The safest course of action is to make sure the denial is timely sent and received. However, if it is not timely, do not automatically give up and presume there is a presumption. Gather the facts. When was there a rejection. Can you prove that a rejection was made within the 90-day period. The Court revised the decision on December 15,1994. They added in Footnote 4 a board panel decision as authority for the present decision.
The Judge at the trial level ruled the applicant had not sustained an injury. The applicant, on appeal, contended that the claim was not rejected within 90 days, so the Board should have admitted only evidence discovered subsequent to the 90 day period. The applicant, further contended, “that all the evidence admitted at trial against him was discovered prior to the expiration of the 90- day period and should have been excluded.” The Court focused its’ decision on the distinction between the rejection of a claim and the giving of notice (emphasis added) to the claimant that there has been a rejection.
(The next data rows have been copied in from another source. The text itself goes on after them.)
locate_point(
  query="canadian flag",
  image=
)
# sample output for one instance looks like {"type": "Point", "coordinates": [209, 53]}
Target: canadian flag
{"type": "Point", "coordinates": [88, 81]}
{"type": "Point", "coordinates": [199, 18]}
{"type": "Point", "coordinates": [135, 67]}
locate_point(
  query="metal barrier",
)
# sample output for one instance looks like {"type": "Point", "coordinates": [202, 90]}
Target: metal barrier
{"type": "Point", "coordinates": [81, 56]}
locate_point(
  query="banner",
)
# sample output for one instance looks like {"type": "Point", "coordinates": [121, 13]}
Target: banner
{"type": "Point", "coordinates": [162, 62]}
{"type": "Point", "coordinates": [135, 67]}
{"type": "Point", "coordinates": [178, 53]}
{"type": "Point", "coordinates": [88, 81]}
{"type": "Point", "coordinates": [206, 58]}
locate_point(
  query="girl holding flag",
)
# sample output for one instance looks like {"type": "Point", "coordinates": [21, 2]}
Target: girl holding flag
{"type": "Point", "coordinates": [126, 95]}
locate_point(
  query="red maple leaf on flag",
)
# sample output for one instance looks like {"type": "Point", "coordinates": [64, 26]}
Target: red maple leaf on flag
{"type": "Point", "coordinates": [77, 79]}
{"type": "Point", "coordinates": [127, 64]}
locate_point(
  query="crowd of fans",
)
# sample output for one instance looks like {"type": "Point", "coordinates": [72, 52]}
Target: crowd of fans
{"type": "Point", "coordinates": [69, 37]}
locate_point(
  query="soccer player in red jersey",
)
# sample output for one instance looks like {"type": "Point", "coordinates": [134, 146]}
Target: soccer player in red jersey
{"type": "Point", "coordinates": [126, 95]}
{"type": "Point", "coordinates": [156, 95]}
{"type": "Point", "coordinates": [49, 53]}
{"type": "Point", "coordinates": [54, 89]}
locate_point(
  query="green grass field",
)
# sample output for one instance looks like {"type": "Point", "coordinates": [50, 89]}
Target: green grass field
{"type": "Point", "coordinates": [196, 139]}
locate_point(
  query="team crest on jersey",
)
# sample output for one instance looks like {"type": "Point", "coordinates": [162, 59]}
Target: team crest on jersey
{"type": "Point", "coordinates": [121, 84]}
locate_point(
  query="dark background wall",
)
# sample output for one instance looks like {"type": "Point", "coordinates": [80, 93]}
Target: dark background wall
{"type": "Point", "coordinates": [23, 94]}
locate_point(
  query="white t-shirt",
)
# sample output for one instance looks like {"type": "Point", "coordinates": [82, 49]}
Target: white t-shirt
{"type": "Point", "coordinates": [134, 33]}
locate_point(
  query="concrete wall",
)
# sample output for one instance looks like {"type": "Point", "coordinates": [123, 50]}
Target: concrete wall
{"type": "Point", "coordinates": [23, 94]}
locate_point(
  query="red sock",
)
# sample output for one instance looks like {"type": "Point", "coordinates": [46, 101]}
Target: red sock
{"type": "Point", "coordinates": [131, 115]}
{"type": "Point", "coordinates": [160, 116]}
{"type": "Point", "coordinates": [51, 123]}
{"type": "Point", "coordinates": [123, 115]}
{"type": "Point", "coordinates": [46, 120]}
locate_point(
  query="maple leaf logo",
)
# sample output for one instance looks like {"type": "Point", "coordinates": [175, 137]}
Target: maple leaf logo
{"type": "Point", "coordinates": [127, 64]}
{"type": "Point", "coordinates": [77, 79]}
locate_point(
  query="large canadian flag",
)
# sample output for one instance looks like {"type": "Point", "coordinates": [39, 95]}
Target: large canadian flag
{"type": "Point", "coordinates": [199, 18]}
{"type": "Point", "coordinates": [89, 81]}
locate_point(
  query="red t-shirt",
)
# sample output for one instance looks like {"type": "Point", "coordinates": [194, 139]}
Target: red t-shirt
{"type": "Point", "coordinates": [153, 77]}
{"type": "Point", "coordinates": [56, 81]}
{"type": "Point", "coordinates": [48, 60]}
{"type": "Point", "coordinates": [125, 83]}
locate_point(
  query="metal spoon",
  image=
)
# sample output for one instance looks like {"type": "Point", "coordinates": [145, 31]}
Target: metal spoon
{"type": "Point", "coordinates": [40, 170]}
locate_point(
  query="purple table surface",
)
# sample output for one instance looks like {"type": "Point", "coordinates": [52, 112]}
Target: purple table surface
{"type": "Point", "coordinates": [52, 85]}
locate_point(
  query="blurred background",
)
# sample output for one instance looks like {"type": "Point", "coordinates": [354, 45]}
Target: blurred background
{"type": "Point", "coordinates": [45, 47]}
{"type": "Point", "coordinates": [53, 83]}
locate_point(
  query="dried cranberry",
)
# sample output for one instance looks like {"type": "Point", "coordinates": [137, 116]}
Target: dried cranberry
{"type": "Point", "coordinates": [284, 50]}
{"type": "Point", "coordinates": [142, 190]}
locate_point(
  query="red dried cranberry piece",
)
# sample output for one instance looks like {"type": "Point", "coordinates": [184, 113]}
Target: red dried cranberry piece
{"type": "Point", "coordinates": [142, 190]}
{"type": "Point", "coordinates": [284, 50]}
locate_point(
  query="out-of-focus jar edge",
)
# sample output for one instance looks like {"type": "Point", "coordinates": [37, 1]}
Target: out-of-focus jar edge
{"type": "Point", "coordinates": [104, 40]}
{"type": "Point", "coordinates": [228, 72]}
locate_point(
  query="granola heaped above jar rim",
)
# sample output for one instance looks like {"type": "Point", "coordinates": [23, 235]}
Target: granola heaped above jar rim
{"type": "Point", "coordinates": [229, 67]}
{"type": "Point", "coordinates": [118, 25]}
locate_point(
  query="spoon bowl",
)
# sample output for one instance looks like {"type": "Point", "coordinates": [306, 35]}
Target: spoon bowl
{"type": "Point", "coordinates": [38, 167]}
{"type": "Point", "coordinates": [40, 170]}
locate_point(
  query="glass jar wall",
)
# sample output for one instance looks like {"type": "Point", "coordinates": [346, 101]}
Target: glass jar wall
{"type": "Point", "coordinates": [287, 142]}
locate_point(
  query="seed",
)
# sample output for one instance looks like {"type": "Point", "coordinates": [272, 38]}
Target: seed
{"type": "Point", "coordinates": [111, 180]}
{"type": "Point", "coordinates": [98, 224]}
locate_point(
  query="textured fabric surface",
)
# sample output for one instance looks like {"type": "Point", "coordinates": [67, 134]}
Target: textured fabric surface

The Court stated”…its the rejection which must occur within the 90-day period, not the notice of that rejection.” The court further clarifies that notice of the rejection does not have to be sent within 90 days, even if this is dictum.
What does all this mean? The Court specifically states that the wise practitioner will still take all steps necessary to ensure that the claimant is notified of the rejection of the claim of injury within the 90-day period. However, if one fails to give written notice to the claimant within that time frame, all hope is not lost. One still may be able to prove that a proper rejection was made within the 90-day period.
The Court revised the decision on December 15,1994. They added in Footnote 4 a board panel decision as authority for the present decision.